Here's an idea: New employees should excel to keep their jobs.
In his new monograph, "Good to Great and the Social Sectors," described in the January Management Matters column, author Jim Collins talks about a teacher with a surprising policy. The teacher, who is head of the science department at a high school, tells new hires that they are not likely to keep their jobs for more than three years. Only excellent teachers can stay longer and obtain full tenure, he says. Even if they're good teachers, not great ones, they won't get permanent jobs in the department.
That method is the opposite of the one used at most schools, where tenure is granted to all but the worst teachers. The same is true at most federal agencies, where a yearlong probationary period for new hires is "a mere formality," a recent report stated. The Merit Systems Protection Board found that new employees are largely considered full-fledged federal workers with all the civil service protections that come with that status-even though probation is supposed to be a time to test out new candidates, and when the burden is technically on the employees, not the government, to show why they should keep their jobs. "To look at a probationer as a candidate for final appointment and not as an employee with the full protections of federal employment may require a dramatic shift in culture and mind-sets," said the August MSPB report, "The Probationary Period: A Critical Assessment Opportunity."

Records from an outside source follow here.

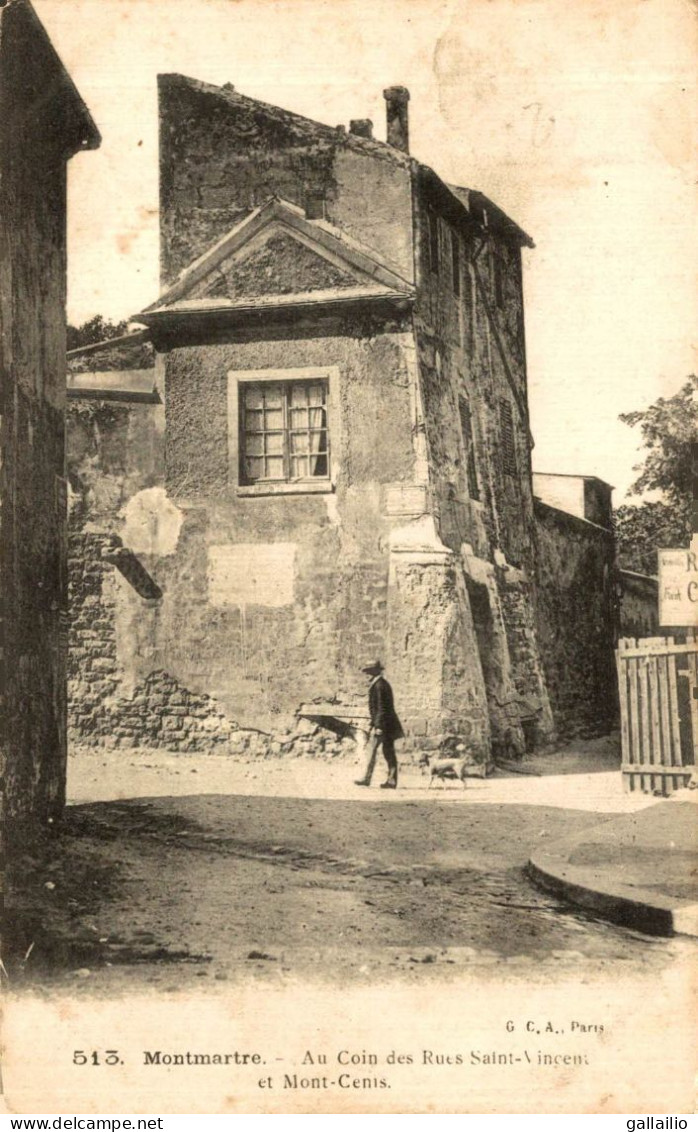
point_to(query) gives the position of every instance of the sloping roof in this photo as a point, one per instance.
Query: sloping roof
(474, 204)
(481, 207)
(292, 121)
(60, 97)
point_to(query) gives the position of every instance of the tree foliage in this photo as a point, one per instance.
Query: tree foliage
(669, 428)
(95, 329)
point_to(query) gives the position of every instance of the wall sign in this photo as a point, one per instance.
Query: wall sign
(679, 586)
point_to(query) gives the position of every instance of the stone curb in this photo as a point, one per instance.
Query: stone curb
(642, 909)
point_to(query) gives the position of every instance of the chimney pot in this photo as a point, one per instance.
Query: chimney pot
(397, 117)
(361, 127)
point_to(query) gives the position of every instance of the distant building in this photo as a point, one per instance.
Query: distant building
(43, 122)
(346, 455)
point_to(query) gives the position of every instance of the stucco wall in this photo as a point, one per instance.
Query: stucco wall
(576, 620)
(263, 658)
(37, 136)
(222, 154)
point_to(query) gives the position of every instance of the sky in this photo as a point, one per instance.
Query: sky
(579, 118)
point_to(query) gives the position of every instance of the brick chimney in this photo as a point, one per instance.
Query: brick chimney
(396, 111)
(361, 127)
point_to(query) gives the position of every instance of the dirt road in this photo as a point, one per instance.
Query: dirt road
(165, 891)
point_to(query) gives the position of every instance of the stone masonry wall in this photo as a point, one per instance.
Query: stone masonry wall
(577, 620)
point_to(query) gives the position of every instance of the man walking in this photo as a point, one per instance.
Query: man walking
(385, 726)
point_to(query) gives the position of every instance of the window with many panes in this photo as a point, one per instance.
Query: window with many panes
(284, 435)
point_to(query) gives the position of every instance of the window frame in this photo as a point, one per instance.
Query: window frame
(237, 383)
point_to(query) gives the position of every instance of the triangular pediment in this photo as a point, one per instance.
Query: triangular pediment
(277, 255)
(278, 263)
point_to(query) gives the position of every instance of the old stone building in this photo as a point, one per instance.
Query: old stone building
(43, 122)
(345, 456)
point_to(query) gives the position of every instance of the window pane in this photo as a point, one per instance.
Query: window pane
(252, 396)
(299, 418)
(316, 395)
(299, 442)
(253, 445)
(318, 442)
(274, 468)
(299, 394)
(273, 396)
(318, 464)
(275, 444)
(299, 468)
(253, 468)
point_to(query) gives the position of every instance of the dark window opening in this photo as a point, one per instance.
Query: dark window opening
(508, 443)
(284, 431)
(315, 205)
(471, 466)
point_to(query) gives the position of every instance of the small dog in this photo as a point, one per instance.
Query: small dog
(444, 769)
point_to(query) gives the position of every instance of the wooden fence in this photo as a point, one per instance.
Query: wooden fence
(657, 682)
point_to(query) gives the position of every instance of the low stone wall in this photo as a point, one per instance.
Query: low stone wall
(639, 614)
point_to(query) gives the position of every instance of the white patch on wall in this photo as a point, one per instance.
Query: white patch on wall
(152, 523)
(251, 574)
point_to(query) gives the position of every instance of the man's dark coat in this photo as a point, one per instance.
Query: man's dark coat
(384, 717)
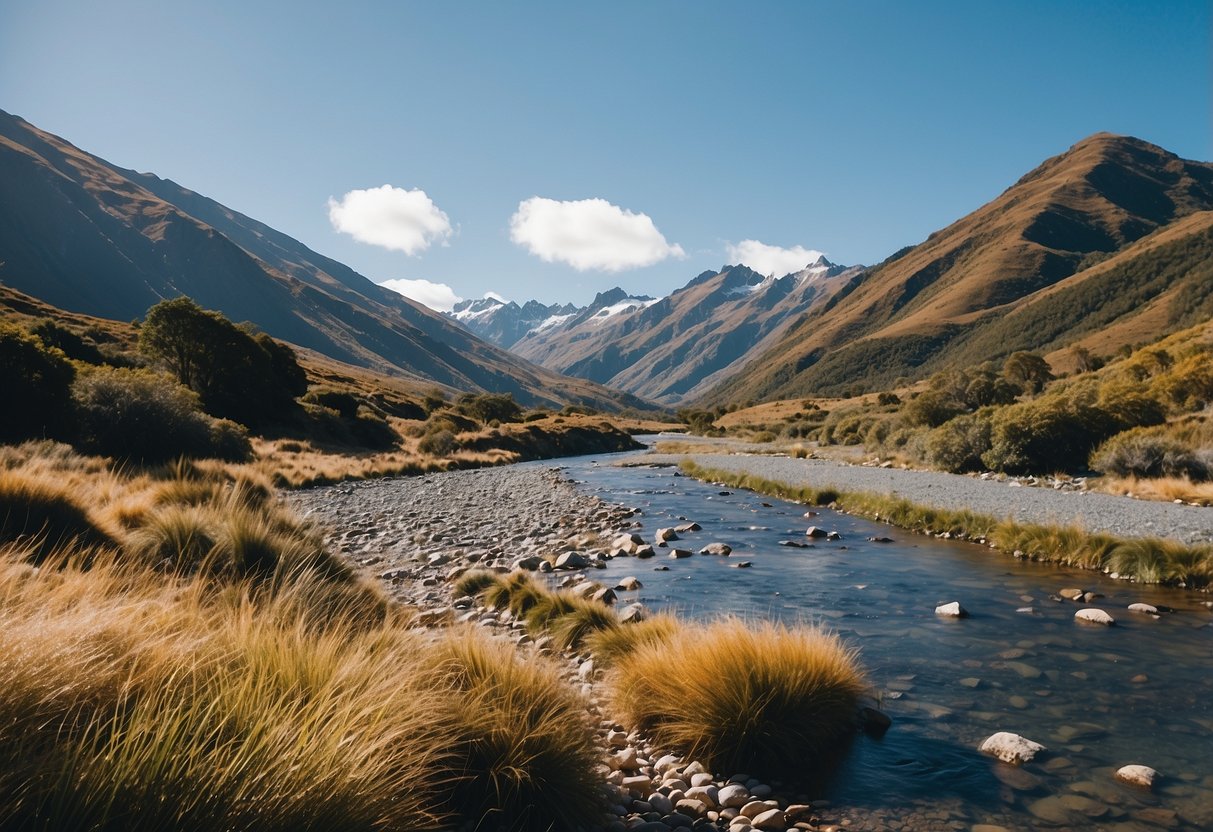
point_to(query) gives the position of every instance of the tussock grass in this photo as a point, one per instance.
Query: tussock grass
(215, 668)
(1149, 560)
(613, 643)
(45, 516)
(523, 740)
(742, 696)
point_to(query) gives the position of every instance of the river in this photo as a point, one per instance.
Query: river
(1097, 697)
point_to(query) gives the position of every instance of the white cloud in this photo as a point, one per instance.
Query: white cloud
(434, 295)
(391, 217)
(772, 258)
(588, 234)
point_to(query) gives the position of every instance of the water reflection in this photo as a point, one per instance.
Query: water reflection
(1098, 697)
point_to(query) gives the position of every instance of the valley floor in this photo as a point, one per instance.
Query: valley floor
(1122, 517)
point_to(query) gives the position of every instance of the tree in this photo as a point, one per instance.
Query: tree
(36, 385)
(1028, 370)
(238, 372)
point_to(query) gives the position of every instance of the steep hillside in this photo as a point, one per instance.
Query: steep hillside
(675, 348)
(1048, 263)
(89, 237)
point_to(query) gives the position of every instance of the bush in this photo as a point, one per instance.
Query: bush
(439, 443)
(147, 417)
(36, 385)
(930, 409)
(742, 696)
(1144, 452)
(957, 445)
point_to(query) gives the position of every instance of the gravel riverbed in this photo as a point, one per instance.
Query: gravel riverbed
(1123, 517)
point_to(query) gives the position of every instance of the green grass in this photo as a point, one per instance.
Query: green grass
(1149, 560)
(741, 695)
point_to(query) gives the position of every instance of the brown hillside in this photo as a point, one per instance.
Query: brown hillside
(929, 305)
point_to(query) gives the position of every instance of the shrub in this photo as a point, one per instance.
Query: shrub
(1144, 452)
(957, 445)
(36, 385)
(930, 409)
(440, 443)
(57, 336)
(147, 417)
(238, 374)
(742, 696)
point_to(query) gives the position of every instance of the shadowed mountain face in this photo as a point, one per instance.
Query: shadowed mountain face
(673, 348)
(89, 237)
(1111, 237)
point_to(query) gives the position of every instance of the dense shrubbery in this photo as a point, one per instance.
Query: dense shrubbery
(36, 383)
(1146, 452)
(142, 416)
(237, 372)
(489, 406)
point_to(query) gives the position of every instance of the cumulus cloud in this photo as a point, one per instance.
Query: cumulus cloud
(772, 258)
(588, 234)
(391, 217)
(434, 295)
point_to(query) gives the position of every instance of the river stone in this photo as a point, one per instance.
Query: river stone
(604, 596)
(660, 803)
(571, 560)
(706, 793)
(627, 542)
(1137, 775)
(733, 797)
(1094, 615)
(772, 819)
(692, 807)
(1011, 747)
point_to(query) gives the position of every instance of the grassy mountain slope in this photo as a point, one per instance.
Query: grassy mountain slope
(1048, 263)
(684, 343)
(90, 237)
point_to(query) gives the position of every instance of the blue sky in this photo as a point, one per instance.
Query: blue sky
(522, 142)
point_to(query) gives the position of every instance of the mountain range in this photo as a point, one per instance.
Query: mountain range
(1109, 244)
(89, 237)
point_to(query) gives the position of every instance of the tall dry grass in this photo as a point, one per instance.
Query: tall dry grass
(742, 695)
(212, 667)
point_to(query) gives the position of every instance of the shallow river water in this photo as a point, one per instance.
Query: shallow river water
(1097, 697)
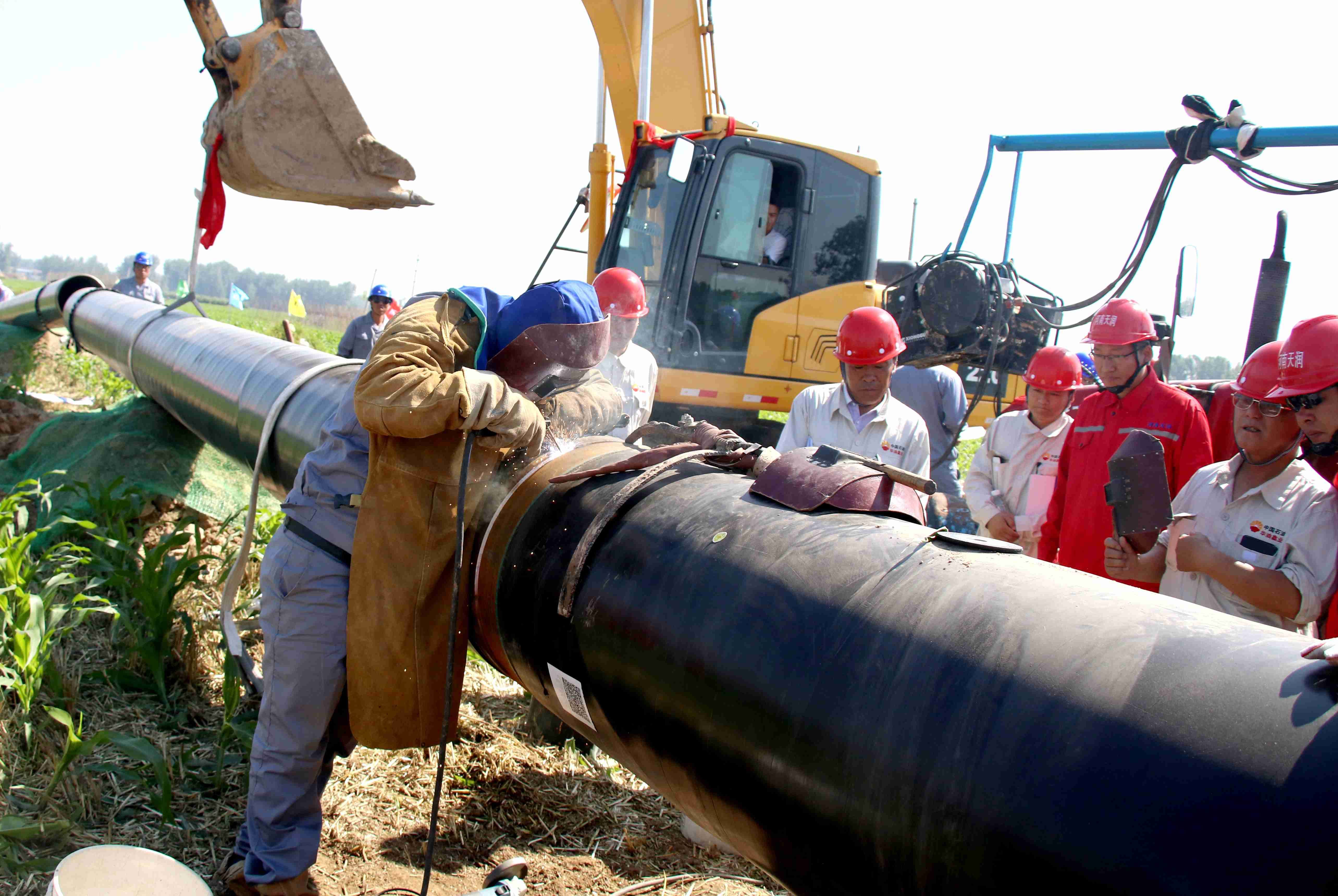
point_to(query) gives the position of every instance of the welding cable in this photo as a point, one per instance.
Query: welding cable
(450, 658)
(676, 879)
(985, 371)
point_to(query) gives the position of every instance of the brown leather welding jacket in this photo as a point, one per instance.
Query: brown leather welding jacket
(414, 404)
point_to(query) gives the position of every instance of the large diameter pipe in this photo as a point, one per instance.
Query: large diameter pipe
(41, 308)
(855, 708)
(843, 701)
(219, 380)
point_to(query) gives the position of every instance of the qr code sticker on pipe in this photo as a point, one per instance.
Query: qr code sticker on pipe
(571, 695)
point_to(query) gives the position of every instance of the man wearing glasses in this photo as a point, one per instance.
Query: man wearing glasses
(1308, 382)
(365, 331)
(1265, 522)
(1131, 398)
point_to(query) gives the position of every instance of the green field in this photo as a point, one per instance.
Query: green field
(21, 285)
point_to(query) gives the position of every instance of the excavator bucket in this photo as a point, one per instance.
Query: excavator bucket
(291, 129)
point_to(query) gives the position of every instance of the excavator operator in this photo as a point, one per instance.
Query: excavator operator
(359, 577)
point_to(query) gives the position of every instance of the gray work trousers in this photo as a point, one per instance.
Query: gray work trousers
(303, 613)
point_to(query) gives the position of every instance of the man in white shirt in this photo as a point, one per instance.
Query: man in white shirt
(631, 368)
(773, 244)
(1012, 475)
(858, 414)
(1261, 545)
(140, 285)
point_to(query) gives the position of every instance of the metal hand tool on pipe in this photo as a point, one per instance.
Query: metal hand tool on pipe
(833, 455)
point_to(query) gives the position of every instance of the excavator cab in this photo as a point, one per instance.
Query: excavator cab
(741, 240)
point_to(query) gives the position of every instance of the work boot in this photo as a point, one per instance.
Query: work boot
(300, 886)
(237, 885)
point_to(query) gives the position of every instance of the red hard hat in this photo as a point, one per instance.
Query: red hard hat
(869, 336)
(1122, 322)
(1260, 374)
(1308, 359)
(1055, 370)
(621, 293)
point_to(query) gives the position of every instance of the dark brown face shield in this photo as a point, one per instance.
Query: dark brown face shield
(546, 354)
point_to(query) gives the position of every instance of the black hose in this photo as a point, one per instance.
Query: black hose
(450, 658)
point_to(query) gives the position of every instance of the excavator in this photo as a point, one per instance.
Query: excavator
(734, 330)
(753, 245)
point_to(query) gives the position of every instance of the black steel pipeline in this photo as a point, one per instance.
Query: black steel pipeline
(848, 704)
(855, 708)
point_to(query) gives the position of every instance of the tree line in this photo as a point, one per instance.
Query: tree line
(266, 289)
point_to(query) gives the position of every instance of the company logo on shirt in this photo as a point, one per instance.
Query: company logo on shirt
(1268, 532)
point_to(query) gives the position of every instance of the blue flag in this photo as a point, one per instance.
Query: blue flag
(237, 298)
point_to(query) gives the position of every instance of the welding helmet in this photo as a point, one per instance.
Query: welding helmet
(1122, 322)
(1308, 359)
(1258, 375)
(621, 293)
(868, 336)
(1055, 370)
(551, 333)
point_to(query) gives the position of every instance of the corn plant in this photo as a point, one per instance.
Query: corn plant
(235, 729)
(34, 612)
(134, 748)
(148, 590)
(18, 830)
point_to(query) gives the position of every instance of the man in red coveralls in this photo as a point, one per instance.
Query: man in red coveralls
(1131, 398)
(1308, 380)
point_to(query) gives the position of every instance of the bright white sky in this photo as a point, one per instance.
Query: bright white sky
(493, 105)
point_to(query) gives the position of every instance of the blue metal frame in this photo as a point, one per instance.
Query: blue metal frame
(1222, 138)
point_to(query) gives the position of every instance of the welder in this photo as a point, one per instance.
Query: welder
(370, 522)
(1308, 382)
(1012, 474)
(1265, 522)
(1130, 398)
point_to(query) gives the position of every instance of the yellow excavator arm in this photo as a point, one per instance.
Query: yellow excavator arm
(683, 62)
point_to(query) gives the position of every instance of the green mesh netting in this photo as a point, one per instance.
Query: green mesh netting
(141, 442)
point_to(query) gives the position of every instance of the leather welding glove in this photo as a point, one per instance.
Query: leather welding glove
(512, 421)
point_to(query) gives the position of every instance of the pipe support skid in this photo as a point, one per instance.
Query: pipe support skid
(853, 707)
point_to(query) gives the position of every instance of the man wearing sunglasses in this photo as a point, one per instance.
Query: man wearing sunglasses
(1131, 398)
(1309, 383)
(1265, 522)
(365, 331)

Many managers think their hiring task is over once they select a candidate from the applicant pool. While good selection processes generally yield strong employees, sometimes excellent applicants do not make excellent workers. Under current practice, federal managers generally get stuck with whomever they've hired because they don't take advantage of the probationary period, after which civil service protections for federal employees make firing a laborious task. The MSPB found that many new hires didn't even know they were serving in a probationary status. No one had told them.
One reason federal managers don't use probation to weed out mediocre employees is that their agencies don't give them the leeway allowed under the law. Agencies require managers to go through standard civil service disciplinary procedures, even though the law would allow them to more easily remove employees who are good but not great. Another reason is that federal law only allows for a one-year probationary period-not enough time for managers to evaluate an employee's effectiveness in complicated jobs. (Because their first year has a steep learning curve, teachers get three years.)
Regardless of the current restrictions, federal managers could take better advantage of the probationary period, according to the MSPB report. "Probationers should be notified, before accepting a job offer, that they will be probationers and what that means," it stated.
Flipping the probationary period on its head, from a time after which only the worst employees don't keep their jobs, to a time when only the best get to stay, is no small feat. The science department head whom Collins profiled gave a new teacher three years to prove herself, but decided she was not good enough. That was not easy news to tell her. But the department was better off for it-and so were students, because an excellent teacher replaced her.
Making the probationary period mean something might not be a good change for decent-but not great-employees. But it could be a great change for the people who depend on an agency's services.